La sortie a fait l’effet d’un pavé. Directeur général de l’ISPT/Kinshasa, Albert Kabasele Yenga Yenga estime que le pays n’est plus en état d’organiser des élections. « Nous sommes un pays en guerre », martèle-t-il, appelant à un recentrage des priorités nationales sur la sécurité et l’intégrité territoriale.
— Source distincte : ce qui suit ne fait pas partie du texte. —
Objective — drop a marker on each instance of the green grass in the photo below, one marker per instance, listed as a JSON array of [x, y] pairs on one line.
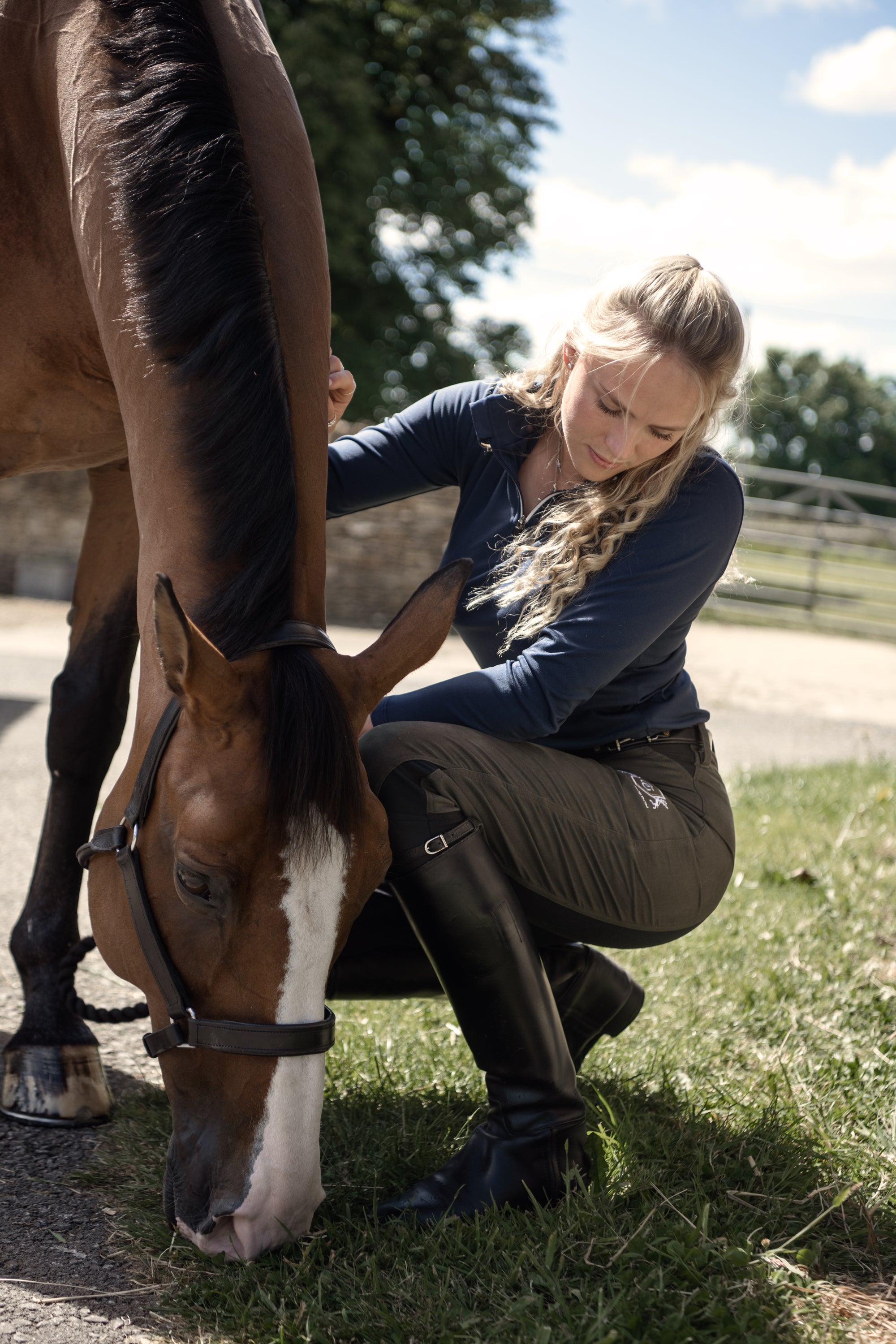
[[758, 1082]]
Son raisonnement s’articule autour d’un constat : l’Est reste sous pression militaire, avec des zones occupées. Dans ces conditions, soutient-il, « on ne peut pas aller aux élections avec des parties du pays occupées ». La comparaison est internationale : « Est-ce qu’il y a un projet d’élections en Ukraine ? » interroge-t-il, pour justifier un gel du processus électoral tant que la guerre perdure.

Sécurité contre démocratie : une ligne de fracture

Au cœur de son propos, un soutien sans détour au chef de l’État. « Tant que Paul Kagame est à Kigali, nous devons garder Félix Tshisekedi à Kinshasa », affirme-t-il, décrivant le président congolais comme engagé dans une lutte existentielle pour « protéger le Congo ». La formule est volontairement radicale. Elle vise à mobiliser, notamment « tous les universitaires congolais », autour d’un front intellectuel de guerre.

La thèse va jusqu’à poser la question d’un maintien du chef de l’État au-delà des deux mandats constitutionnels, voire d’une nouvelle Constitution. Une proposition qui heurte de plein fouet l’architecture institutionnelle actuelle et ravive les craintes d’un glissement politique.

Le débat est désormais posé. D’un côté, l’argument sécuritaire, réel, documenté, pressant. De l’autre, le principe démocratique, socle de la légitimité de l’État. La guerre impose des arbitrages. Reste à savoir jusqu’où. En RDC, la ligne entre nécessité exceptionnelle et précédent durable n’a jamais été aussi fine.